Scientific researchers, laboratories, organisations and research communities can be profiled and compared by analysing their published works, including documents ranging from academic papers to web sites, blog posts and Twitter feeds. This paper describes how the vector space model from information retrieval, more normally associated with full text search, has been employed in the open source SubSift software to support workflows to profile and compare such collections of documents. SubSift was originally designed to match submitted conference or journal papers to potential peer reviewers based on the similarity between the paper's abstract and the reviewer's publications as found in online bibliographic databases such as Google Scholar.
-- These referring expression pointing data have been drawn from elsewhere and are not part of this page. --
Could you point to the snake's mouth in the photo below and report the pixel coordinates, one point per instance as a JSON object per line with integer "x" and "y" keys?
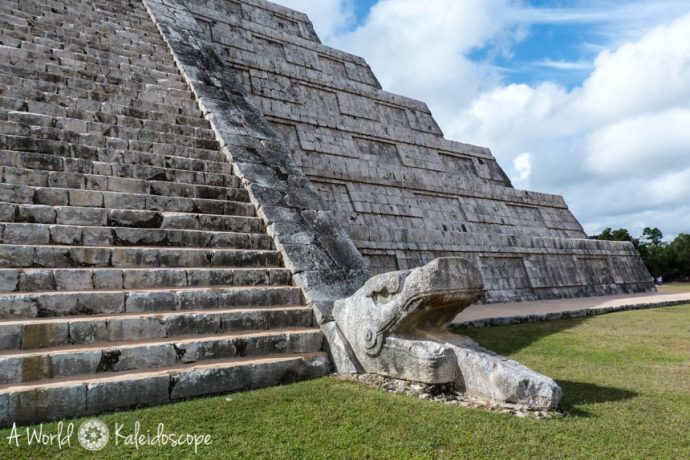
{"x": 433, "y": 310}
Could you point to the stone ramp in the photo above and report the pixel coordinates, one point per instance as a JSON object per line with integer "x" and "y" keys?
{"x": 404, "y": 194}
{"x": 134, "y": 269}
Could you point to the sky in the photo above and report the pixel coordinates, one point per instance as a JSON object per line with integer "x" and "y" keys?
{"x": 589, "y": 99}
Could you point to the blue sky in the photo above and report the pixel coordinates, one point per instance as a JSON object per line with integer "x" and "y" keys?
{"x": 589, "y": 99}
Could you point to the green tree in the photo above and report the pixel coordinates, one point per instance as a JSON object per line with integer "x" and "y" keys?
{"x": 652, "y": 236}
{"x": 680, "y": 250}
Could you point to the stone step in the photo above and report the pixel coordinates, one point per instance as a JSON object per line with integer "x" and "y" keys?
{"x": 114, "y": 150}
{"x": 109, "y": 302}
{"x": 73, "y": 235}
{"x": 28, "y": 63}
{"x": 34, "y": 58}
{"x": 89, "y": 279}
{"x": 91, "y": 395}
{"x": 113, "y": 114}
{"x": 34, "y": 169}
{"x": 55, "y": 256}
{"x": 84, "y": 330}
{"x": 139, "y": 29}
{"x": 101, "y": 121}
{"x": 61, "y": 78}
{"x": 98, "y": 202}
{"x": 96, "y": 58}
{"x": 25, "y": 124}
{"x": 56, "y": 362}
{"x": 129, "y": 218}
{"x": 70, "y": 100}
{"x": 118, "y": 181}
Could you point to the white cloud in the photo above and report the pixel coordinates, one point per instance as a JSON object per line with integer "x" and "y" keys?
{"x": 419, "y": 48}
{"x": 330, "y": 17}
{"x": 617, "y": 147}
{"x": 642, "y": 145}
{"x": 523, "y": 165}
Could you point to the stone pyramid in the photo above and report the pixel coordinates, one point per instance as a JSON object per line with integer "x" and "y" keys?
{"x": 404, "y": 194}
{"x": 188, "y": 186}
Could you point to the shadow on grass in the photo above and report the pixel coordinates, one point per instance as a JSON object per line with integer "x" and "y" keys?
{"x": 506, "y": 340}
{"x": 577, "y": 394}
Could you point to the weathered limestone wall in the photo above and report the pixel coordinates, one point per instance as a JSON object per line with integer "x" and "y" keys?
{"x": 404, "y": 194}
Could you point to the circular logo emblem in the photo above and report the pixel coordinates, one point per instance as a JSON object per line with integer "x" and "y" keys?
{"x": 93, "y": 435}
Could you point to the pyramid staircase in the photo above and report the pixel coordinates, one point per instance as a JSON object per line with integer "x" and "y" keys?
{"x": 133, "y": 268}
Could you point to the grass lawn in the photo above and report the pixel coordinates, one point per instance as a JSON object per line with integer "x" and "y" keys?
{"x": 674, "y": 288}
{"x": 626, "y": 378}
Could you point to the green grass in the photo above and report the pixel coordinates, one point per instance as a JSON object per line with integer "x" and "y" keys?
{"x": 674, "y": 288}
{"x": 626, "y": 379}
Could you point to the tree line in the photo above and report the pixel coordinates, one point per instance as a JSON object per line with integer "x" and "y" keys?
{"x": 670, "y": 261}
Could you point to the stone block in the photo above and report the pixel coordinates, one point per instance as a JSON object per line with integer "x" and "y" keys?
{"x": 120, "y": 394}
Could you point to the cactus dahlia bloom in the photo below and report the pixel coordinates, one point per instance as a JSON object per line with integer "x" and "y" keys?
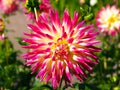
{"x": 61, "y": 48}
{"x": 108, "y": 20}
{"x": 8, "y": 6}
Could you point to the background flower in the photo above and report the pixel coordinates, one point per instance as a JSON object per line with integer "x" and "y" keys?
{"x": 59, "y": 49}
{"x": 8, "y": 6}
{"x": 108, "y": 19}
{"x": 2, "y": 26}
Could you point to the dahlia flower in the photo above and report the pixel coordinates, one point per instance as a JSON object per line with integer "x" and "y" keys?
{"x": 108, "y": 20}
{"x": 2, "y": 26}
{"x": 8, "y": 6}
{"x": 60, "y": 49}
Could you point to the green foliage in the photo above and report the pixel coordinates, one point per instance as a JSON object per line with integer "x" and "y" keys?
{"x": 14, "y": 75}
{"x": 32, "y": 4}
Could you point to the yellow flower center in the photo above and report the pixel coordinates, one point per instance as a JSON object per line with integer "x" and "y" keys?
{"x": 60, "y": 49}
{"x": 111, "y": 20}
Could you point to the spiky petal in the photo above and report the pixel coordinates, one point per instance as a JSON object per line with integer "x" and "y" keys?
{"x": 59, "y": 48}
{"x": 108, "y": 20}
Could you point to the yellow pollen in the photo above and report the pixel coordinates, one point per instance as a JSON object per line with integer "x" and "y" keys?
{"x": 60, "y": 49}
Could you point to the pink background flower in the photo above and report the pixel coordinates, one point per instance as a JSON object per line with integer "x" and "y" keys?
{"x": 8, "y": 6}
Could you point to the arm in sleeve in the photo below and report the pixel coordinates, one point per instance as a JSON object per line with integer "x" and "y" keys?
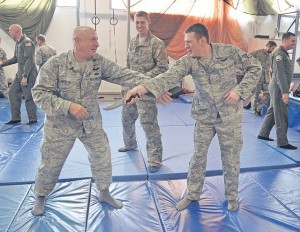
{"x": 114, "y": 73}
{"x": 279, "y": 68}
{"x": 12, "y": 60}
{"x": 45, "y": 91}
{"x": 253, "y": 71}
{"x": 38, "y": 57}
{"x": 165, "y": 81}
{"x": 160, "y": 58}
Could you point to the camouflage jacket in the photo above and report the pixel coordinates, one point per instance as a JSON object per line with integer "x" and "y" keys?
{"x": 265, "y": 60}
{"x": 60, "y": 82}
{"x": 282, "y": 69}
{"x": 24, "y": 56}
{"x": 149, "y": 57}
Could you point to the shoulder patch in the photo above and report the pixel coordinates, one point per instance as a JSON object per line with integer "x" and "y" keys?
{"x": 278, "y": 58}
{"x": 28, "y": 44}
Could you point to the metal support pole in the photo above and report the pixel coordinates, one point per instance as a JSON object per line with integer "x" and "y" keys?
{"x": 296, "y": 33}
{"x": 128, "y": 23}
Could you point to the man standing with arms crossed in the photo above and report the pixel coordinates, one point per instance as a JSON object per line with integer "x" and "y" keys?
{"x": 282, "y": 75}
{"x": 262, "y": 95}
{"x": 217, "y": 105}
{"x": 25, "y": 77}
{"x": 66, "y": 89}
{"x": 3, "y": 81}
{"x": 146, "y": 54}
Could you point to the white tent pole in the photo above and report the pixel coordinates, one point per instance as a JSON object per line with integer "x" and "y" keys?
{"x": 128, "y": 23}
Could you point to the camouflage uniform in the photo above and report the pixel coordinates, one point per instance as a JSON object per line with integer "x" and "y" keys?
{"x": 3, "y": 82}
{"x": 150, "y": 58}
{"x": 282, "y": 75}
{"x": 24, "y": 56}
{"x": 44, "y": 53}
{"x": 62, "y": 81}
{"x": 262, "y": 86}
{"x": 213, "y": 80}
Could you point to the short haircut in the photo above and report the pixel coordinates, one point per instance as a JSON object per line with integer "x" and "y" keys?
{"x": 287, "y": 35}
{"x": 142, "y": 14}
{"x": 271, "y": 43}
{"x": 41, "y": 38}
{"x": 199, "y": 29}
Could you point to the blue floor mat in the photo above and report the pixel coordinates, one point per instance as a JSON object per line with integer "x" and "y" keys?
{"x": 138, "y": 213}
{"x": 74, "y": 206}
{"x": 20, "y": 127}
{"x": 11, "y": 198}
{"x": 260, "y": 209}
{"x": 178, "y": 150}
{"x": 65, "y": 209}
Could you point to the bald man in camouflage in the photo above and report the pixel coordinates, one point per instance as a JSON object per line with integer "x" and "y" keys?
{"x": 3, "y": 81}
{"x": 66, "y": 89}
{"x": 44, "y": 51}
{"x": 146, "y": 54}
{"x": 217, "y": 105}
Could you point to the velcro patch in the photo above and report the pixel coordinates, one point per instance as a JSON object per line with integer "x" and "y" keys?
{"x": 278, "y": 58}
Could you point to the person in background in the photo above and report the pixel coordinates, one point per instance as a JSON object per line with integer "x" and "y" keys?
{"x": 3, "y": 81}
{"x": 66, "y": 89}
{"x": 261, "y": 97}
{"x": 217, "y": 105}
{"x": 146, "y": 54}
{"x": 25, "y": 77}
{"x": 282, "y": 75}
{"x": 44, "y": 51}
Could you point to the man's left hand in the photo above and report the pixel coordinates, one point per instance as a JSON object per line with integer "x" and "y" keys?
{"x": 285, "y": 98}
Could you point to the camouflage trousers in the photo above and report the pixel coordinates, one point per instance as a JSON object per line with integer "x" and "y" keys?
{"x": 15, "y": 92}
{"x": 258, "y": 104}
{"x": 230, "y": 140}
{"x": 146, "y": 109}
{"x": 56, "y": 145}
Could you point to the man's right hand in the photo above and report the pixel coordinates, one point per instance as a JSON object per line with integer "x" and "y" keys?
{"x": 78, "y": 111}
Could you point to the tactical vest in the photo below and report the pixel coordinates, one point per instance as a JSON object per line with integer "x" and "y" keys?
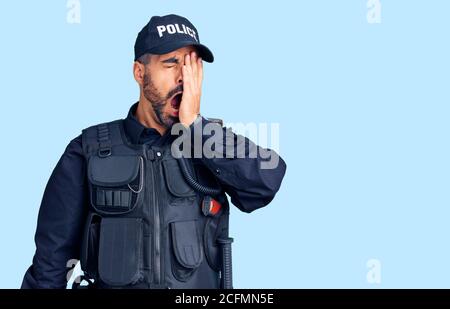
{"x": 145, "y": 227}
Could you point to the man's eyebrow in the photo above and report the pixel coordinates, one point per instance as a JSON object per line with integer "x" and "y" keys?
{"x": 170, "y": 60}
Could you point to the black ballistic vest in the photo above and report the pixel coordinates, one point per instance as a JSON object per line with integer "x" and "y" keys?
{"x": 145, "y": 227}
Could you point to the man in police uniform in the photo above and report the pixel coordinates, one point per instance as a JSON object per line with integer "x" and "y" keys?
{"x": 121, "y": 202}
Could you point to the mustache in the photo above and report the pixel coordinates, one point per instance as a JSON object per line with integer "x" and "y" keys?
{"x": 179, "y": 88}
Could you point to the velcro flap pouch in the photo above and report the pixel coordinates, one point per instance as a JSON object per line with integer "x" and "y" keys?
{"x": 186, "y": 243}
{"x": 115, "y": 181}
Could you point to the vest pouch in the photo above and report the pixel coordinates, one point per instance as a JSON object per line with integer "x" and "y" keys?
{"x": 115, "y": 183}
{"x": 176, "y": 184}
{"x": 120, "y": 259}
{"x": 187, "y": 251}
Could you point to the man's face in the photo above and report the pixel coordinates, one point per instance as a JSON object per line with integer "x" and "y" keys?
{"x": 162, "y": 84}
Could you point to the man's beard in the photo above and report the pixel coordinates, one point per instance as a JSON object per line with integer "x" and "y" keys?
{"x": 158, "y": 101}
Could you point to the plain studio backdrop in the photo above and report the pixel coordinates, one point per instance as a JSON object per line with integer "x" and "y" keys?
{"x": 361, "y": 100}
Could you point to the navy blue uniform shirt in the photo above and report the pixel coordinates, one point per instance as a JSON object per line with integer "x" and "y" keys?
{"x": 64, "y": 205}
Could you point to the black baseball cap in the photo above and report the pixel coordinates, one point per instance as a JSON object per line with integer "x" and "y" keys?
{"x": 164, "y": 34}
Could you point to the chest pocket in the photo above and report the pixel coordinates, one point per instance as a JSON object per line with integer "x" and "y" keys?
{"x": 115, "y": 183}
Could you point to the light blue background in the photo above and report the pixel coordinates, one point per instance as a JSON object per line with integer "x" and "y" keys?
{"x": 363, "y": 112}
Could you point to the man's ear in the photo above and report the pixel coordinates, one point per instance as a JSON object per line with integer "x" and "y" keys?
{"x": 138, "y": 72}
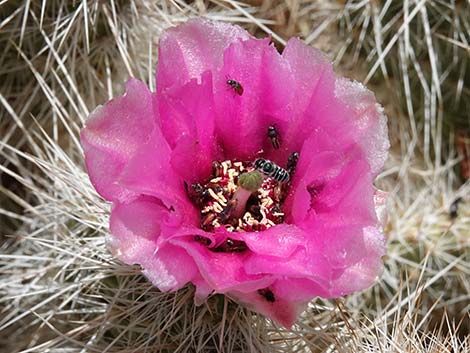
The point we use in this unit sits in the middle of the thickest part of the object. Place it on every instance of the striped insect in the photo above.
(236, 86)
(272, 170)
(273, 135)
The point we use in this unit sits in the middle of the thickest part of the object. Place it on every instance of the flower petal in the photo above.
(365, 272)
(223, 271)
(136, 227)
(243, 119)
(150, 173)
(188, 50)
(278, 241)
(369, 120)
(170, 268)
(113, 134)
(187, 119)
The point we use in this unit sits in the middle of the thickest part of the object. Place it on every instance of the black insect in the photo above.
(206, 221)
(231, 245)
(226, 213)
(197, 193)
(217, 169)
(454, 207)
(203, 240)
(272, 170)
(273, 135)
(267, 294)
(237, 87)
(292, 162)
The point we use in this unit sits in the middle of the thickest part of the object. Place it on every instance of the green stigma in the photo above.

The software is implemented as a family of RESTful web services that, composed into a re-useable workflow, have already been used to support several major data mining conferences. Alternative workflows and service compositions are now enabling other interesting applications, such as expert finding for the press and media, organisational profiling, and suggesting potential interdisciplinary research partners. This work is a useful generalisation and proof-of-concept realisation of an engineering solution to enable RESTful services to be assembled in workflows to analyse general content in a way that is not immediately available elsewhere. The challenges and lessons learned in the implementation and use of SubSift are discussed.